Our technology could handle the scope, and we were able to perform the services. But the scope changed at the last minute, and we weren’t given the basic resources we needed for a successful engagement. We had a choice—walk away from a lucrative opportunity, or try to make it work.
We tried to make it work. Instead, the entire project scope of work was modified so frequently between the prime contractor and the enterprise client, it was impossible to meet the deliverables.
We learned several lessons out of that project. When you’re presented with a prime opportunity from an enterprise client, make sure you play it smart. Here are key steps to make sure you don’t bite off more than you can chew.
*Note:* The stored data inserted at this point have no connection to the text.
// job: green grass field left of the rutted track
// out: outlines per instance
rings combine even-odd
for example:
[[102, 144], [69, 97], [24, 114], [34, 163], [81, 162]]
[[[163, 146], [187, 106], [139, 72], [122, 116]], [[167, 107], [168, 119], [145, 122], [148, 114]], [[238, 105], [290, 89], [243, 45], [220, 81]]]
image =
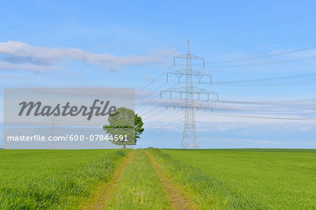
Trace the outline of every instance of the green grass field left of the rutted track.
[[0, 209], [75, 207], [126, 152], [1, 150]]

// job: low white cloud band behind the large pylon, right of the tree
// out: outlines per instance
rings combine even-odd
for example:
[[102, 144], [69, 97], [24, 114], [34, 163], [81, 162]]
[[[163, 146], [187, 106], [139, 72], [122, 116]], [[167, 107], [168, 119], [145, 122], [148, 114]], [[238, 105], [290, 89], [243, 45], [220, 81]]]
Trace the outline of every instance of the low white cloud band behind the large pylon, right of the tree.
[[[140, 109], [141, 110], [141, 109]], [[145, 127], [148, 130], [182, 130], [184, 123], [184, 111], [173, 111], [173, 109], [150, 109], [140, 112]], [[224, 132], [228, 130], [253, 130], [254, 128], [265, 130], [296, 130], [312, 131], [315, 129], [316, 120], [292, 120], [300, 119], [290, 113], [279, 116], [277, 114], [232, 114], [232, 113], [210, 113], [198, 111], [196, 113], [197, 127], [199, 132]]]

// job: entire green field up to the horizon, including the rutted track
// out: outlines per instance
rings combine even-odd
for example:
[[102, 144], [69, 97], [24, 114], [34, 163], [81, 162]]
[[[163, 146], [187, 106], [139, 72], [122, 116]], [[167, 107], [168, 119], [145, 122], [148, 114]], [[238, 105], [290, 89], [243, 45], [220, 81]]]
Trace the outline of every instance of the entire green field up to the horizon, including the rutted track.
[[0, 151], [0, 209], [315, 209], [315, 150]]

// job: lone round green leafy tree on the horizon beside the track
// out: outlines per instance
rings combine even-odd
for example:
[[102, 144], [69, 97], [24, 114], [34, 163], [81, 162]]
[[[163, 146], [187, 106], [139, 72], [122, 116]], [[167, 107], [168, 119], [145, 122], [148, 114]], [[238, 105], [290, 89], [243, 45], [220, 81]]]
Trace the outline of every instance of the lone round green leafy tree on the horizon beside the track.
[[[132, 109], [120, 107], [107, 118], [109, 125], [104, 125], [103, 130], [112, 135], [112, 144], [136, 145], [137, 139], [143, 133], [143, 120]], [[117, 139], [116, 139], [117, 137]], [[123, 139], [121, 139], [123, 137]]]

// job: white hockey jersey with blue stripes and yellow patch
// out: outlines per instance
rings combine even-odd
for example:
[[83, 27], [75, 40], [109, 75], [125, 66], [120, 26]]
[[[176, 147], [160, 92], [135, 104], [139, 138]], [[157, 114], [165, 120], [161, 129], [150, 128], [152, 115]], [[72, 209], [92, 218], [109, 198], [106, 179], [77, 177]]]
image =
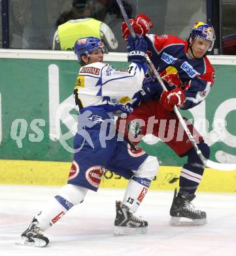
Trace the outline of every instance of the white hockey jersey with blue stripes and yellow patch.
[[80, 68], [75, 83], [75, 102], [82, 110], [100, 106], [105, 112], [114, 112], [142, 89], [145, 64], [131, 63], [127, 71], [115, 70], [107, 63], [96, 62]]

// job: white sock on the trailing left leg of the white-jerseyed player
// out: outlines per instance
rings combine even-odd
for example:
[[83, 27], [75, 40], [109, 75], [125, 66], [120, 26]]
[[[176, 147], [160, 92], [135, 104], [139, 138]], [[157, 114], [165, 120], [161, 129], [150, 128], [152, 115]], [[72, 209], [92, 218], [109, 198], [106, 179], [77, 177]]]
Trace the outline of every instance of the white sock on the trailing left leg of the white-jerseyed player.
[[86, 196], [88, 189], [73, 184], [67, 184], [59, 190], [57, 196], [51, 198], [44, 209], [35, 218], [39, 222], [39, 227], [45, 231], [54, 223], [59, 221], [71, 207], [81, 203]]

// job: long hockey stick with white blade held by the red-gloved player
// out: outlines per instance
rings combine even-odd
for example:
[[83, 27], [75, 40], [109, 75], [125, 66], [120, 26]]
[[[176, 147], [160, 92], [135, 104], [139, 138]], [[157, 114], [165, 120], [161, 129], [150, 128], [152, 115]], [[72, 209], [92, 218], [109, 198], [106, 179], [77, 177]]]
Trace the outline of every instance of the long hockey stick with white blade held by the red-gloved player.
[[[132, 26], [129, 22], [129, 18], [127, 16], [126, 10], [124, 9], [122, 0], [116, 0], [116, 2], [117, 2], [118, 6], [120, 8], [120, 12], [122, 13], [124, 21], [126, 22], [126, 25], [129, 28], [129, 32], [131, 33], [132, 37], [135, 38], [136, 34], [133, 31], [133, 28], [132, 28]], [[154, 73], [156, 79], [158, 79], [158, 82], [160, 83], [163, 90], [167, 91], [167, 89], [165, 87], [165, 84], [163, 83], [159, 73], [157, 72], [154, 64], [152, 64], [152, 61], [150, 60], [150, 58], [147, 55], [146, 55], [146, 62], [147, 62], [149, 70], [151, 70]], [[195, 142], [195, 139], [194, 139], [192, 133], [190, 133], [190, 130], [188, 129], [188, 126], [186, 125], [183, 117], [181, 116], [177, 106], [174, 106], [174, 110], [175, 110], [175, 114], [177, 115], [182, 127], [184, 128], [184, 131], [186, 132], [186, 134], [188, 136], [188, 139], [190, 140], [190, 142], [194, 146], [194, 149], [197, 152], [197, 155], [199, 156], [200, 160], [202, 161], [202, 163], [204, 165], [206, 165], [207, 167], [210, 167], [212, 169], [218, 169], [220, 171], [233, 171], [233, 170], [236, 169], [236, 164], [235, 163], [216, 163], [214, 161], [211, 161], [211, 160], [205, 158], [205, 156], [203, 156], [203, 153], [201, 152], [201, 150], [197, 146], [197, 142]]]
Many physical security consultants are afraid to be honest about their capabilities and limitations with big clients. They don’t want to let the big fish get away, and they think acknowledging their limits will lose the contract. But being open and honest from the start will actually set you up for a successful project and a happy client.
Enterprise organizations respect honesty from their vendors—and they’ll hire people they know they can trust. If you can’t do something, just say so. Your clients would rather know what you’re capable of than to expect too much and be unhappy with the results. Being honest doesn’t mean you’ll lose the contract—it means you have the chance to set expectations and turn a big project into a big success.
Find a Solution
If you’re honest about your capabilities and limitations, you’ll position yourself to negotiate for a deal that fits you perfectly. Don’t be afraid to push back on the client to change the scope. More often than not, you’ll be able to reach a compromise that fulfills their needs and wins you the contract. I have often found that a client actually states one thing but means another. This is always fleshed out during the discovery and usually works in our favor.
Be very specific with your clients. Tell them clearly what you can perform, during what time frame, and what the deliverables will be. Go through the details with a fine-tooth comb to make sure everyone is on the same page.